On December 24, I happened to notice a dandelion hugging the ground at about 1/8” and proudly displaying one large, incredibly yellow bloom as if to say, “So there!” Last night, the low was 1 and there will be no more blooms for at least a week now. “La meme chose, la meme ne plus change.” The truth is, winter is still winter and though it may not be as frigid as memory and history tell me it used to be it is still colder than freezing; not a time to be out digging. Remember the winter of 1994-95, when the low in the middle of the city of Columbus was -27 or the following winter when January was almost as cold but exceedingly wet, even more damaging in wet, clay soil? Those days will likely not return except as a fluke but it will still not be southern England and while we may be able to get away with Zone 6 plants which several years ago would have been high risk, it is still just not wise to get too enthralled with the possibilities unless your soil drains like a sieve. I know the temptation. There are so many gorgeous things out there that are rated as Zone 6 or 7 and, of course, we want to grow them all. But unless you’re willing to pay $12-15 or more apiece for ‘annuals’, let caution take the higher ground or get a greenhouse for winter storage. Otherwise, you bound to be disappointed when all you find in the place of that prized $20 beauty is a small wad of mush.

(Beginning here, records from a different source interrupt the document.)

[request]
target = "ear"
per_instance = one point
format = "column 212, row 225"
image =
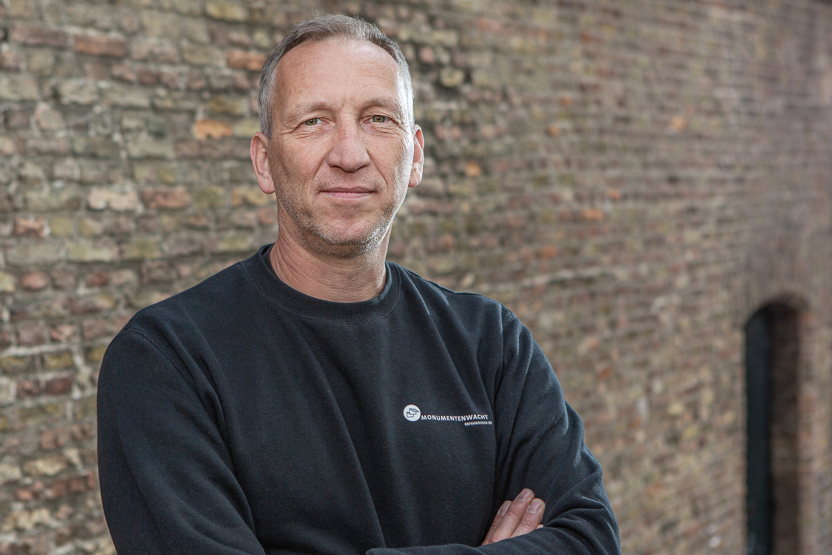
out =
column 418, row 157
column 260, row 160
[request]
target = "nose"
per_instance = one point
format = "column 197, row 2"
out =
column 347, row 150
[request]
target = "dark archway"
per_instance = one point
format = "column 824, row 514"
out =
column 772, row 365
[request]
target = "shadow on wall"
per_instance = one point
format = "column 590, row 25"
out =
column 772, row 363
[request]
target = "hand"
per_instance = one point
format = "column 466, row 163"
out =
column 516, row 518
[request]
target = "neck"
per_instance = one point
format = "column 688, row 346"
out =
column 345, row 280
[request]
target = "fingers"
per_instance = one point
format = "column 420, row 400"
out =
column 517, row 517
column 497, row 518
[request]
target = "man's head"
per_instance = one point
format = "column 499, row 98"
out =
column 339, row 147
column 318, row 29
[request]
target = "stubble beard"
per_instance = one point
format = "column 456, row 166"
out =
column 319, row 239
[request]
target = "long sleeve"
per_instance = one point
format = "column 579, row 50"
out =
column 167, row 482
column 540, row 446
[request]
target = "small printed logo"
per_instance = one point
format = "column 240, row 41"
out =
column 412, row 413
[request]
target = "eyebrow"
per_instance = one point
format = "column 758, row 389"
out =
column 378, row 102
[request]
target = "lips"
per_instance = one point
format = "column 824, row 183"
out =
column 348, row 192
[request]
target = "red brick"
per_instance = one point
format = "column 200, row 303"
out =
column 240, row 59
column 100, row 45
column 35, row 35
column 25, row 227
column 170, row 198
column 34, row 281
column 58, row 386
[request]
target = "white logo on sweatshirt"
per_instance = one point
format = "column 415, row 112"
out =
column 414, row 414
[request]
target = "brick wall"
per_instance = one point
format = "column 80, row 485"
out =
column 634, row 178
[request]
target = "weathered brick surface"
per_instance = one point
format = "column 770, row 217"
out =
column 633, row 178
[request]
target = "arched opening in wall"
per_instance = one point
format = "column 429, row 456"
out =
column 771, row 365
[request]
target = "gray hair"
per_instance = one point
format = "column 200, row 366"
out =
column 319, row 29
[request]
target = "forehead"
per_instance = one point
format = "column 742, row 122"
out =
column 336, row 67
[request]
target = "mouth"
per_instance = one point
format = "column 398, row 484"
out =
column 348, row 193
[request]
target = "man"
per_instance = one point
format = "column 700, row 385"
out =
column 316, row 399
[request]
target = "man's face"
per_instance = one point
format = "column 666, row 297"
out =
column 343, row 151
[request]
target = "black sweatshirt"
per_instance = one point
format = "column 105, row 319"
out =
column 242, row 416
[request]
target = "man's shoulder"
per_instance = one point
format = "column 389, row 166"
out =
column 442, row 298
column 217, row 297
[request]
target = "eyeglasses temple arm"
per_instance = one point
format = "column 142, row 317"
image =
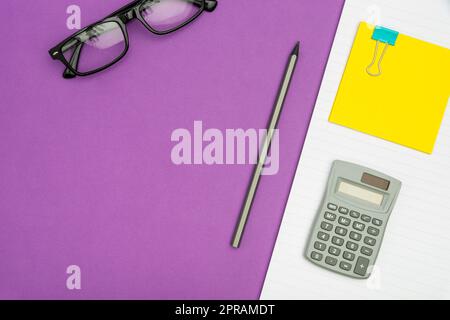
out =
column 69, row 74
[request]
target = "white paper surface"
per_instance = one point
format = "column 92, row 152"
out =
column 414, row 259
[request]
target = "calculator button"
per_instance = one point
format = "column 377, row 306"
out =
column 351, row 246
column 337, row 241
column 344, row 221
column 355, row 236
column 366, row 251
column 334, row 251
column 373, row 231
column 354, row 214
column 377, row 222
column 340, row 231
column 332, row 206
column 370, row 241
column 348, row 256
column 343, row 210
column 319, row 246
column 316, row 256
column 330, row 216
column 326, row 226
column 331, row 261
column 361, row 266
column 345, row 266
column 323, row 236
column 358, row 226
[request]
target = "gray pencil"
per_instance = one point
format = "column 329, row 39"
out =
column 265, row 147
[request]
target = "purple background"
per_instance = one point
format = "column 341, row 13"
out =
column 85, row 170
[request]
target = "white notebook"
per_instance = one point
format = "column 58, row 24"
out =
column 414, row 259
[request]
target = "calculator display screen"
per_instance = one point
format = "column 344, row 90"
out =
column 360, row 193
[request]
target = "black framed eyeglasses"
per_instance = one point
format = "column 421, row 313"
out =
column 103, row 43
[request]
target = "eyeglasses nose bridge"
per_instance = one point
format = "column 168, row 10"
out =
column 128, row 16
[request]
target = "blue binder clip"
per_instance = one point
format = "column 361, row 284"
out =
column 386, row 36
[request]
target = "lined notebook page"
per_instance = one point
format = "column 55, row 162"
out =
column 414, row 259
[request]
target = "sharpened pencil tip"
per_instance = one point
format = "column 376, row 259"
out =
column 296, row 49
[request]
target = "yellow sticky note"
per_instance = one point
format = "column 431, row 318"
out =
column 406, row 103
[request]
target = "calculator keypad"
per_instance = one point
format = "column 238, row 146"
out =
column 346, row 240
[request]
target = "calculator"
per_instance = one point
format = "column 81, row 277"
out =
column 352, row 218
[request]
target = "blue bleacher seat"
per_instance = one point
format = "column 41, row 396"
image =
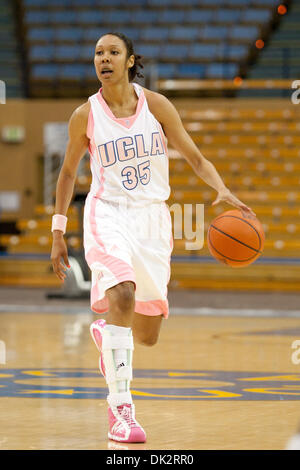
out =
column 37, row 17
column 186, row 3
column 132, row 33
column 41, row 53
column 108, row 3
column 135, row 3
column 269, row 3
column 247, row 33
column 35, row 3
column 116, row 16
column 215, row 32
column 160, row 3
column 154, row 34
column 85, row 3
column 64, row 17
column 149, row 51
column 68, row 34
column 184, row 33
column 232, row 51
column 90, row 72
column 215, row 3
column 144, row 17
column 176, row 52
column 89, row 17
column 61, row 3
column 67, row 52
column 87, row 52
column 256, row 15
column 227, row 15
column 171, row 16
column 40, row 34
column 203, row 51
column 93, row 34
column 221, row 70
column 199, row 16
column 72, row 71
column 238, row 3
column 166, row 70
column 191, row 71
column 44, row 71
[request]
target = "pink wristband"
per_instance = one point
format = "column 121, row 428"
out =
column 59, row 222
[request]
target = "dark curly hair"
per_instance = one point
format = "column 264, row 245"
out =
column 133, row 71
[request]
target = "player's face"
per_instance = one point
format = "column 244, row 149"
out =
column 110, row 59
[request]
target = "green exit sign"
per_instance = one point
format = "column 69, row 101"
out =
column 13, row 134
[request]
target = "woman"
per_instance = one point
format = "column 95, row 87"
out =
column 124, row 126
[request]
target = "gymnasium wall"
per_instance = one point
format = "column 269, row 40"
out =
column 22, row 163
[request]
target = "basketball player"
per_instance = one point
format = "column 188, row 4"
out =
column 125, row 128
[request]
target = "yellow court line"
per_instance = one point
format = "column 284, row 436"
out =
column 270, row 378
column 213, row 394
column 38, row 373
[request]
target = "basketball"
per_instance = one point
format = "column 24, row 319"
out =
column 235, row 240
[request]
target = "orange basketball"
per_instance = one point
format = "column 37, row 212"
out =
column 235, row 240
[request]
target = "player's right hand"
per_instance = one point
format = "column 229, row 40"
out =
column 59, row 250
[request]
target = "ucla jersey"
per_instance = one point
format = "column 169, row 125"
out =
column 128, row 155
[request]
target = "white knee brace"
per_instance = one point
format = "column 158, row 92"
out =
column 112, row 374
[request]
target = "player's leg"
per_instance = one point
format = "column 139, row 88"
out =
column 114, row 339
column 146, row 329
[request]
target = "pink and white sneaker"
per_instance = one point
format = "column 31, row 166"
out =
column 96, row 330
column 123, row 426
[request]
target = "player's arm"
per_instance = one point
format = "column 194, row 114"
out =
column 76, row 148
column 177, row 136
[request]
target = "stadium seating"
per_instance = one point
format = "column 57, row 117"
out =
column 189, row 30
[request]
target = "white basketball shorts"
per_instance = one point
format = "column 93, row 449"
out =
column 125, row 243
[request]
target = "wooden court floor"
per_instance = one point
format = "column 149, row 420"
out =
column 210, row 383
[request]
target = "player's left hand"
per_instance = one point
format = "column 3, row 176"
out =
column 227, row 196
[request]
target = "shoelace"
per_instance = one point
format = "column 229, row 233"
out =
column 126, row 413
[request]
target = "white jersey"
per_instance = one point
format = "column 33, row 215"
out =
column 128, row 155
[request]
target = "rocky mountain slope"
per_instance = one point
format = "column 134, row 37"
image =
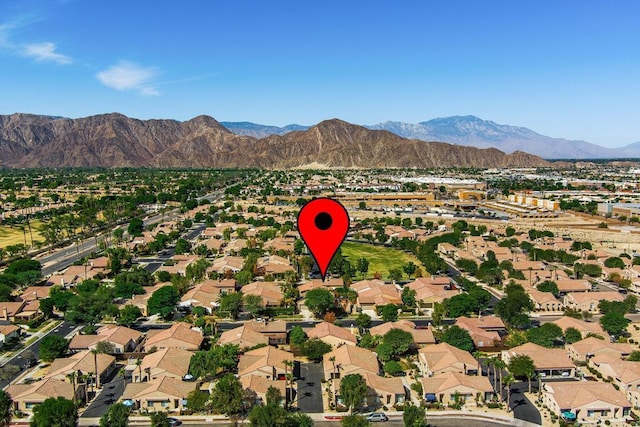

I’ve learned the hard way. Two winters ago, when even good gardeners in Cincinnati (which is an hour south of here) were losing Japanese maples by the arm-load, I witnessed the demise of three prize examples, each of which carried a substantial 3-figure price tag.They struggled to leaf out and finally gave it all up, the damage having been too substantial to repair. I have not given up on Japanese maples, but I’ll never plant another one here in the ground. They are now kept in large pots and this year three of them will get new pots and stands with wheels. There are some huge advantages to doing this with some plants besides getting to keep them for more than a year. Hostas are another plant which will grow nicely in pots, especially groupings of the new mini-and-dwarf ones. They will not only have a better chance of survival, they can be used to fill where ever filling may be needed, especially in shady areas. This can also work with larger specimen types as well. If the pots are really large, you can make them more manageable by putting randomly cut-up, largish pieces of packing styrofoam (at last, a use for the stuff that appliances use for shipping skin) in the bottom and then filling in with a good soil mix. You should check yearly to make sure the soil hasn’t all been replaced with roots; with smaller pots, you will need to replace/renew the soil annually to keep the plants healthy.
I know of one situation where a homeowner had almost no space in which to plant, just a couple of narrow strips on either side of a heavily shaded drive. The solution was a collection of the best hostas, in a variety of medium-to-large sized pots, placed on gravel in the two beds and tastefully and artistically arranged to take fullest advantage of the variations of leaf color, size, shape and texture. In the winter, after foliage had died back and been removed, the pots were stored in the garage along one wall, with a row of the largest pots on the bottom, topped with a couple of 2x4s, then a row of the next smaller size pots on top of that, and then another row, etc.,etc. (I’m reminded of the Ogden Nash poem: Big fleas have little fleas upon their backs to bite ’em, and little fleas have lesser fleas, and so ad infinitum.) There were roughly 30-40 hostas in this collection and they made for a wonderful display all through the growing season and were protected during the winter and had the added advantage of being movable so that the display could be changed if desired. Genius solution to a tough garden problem.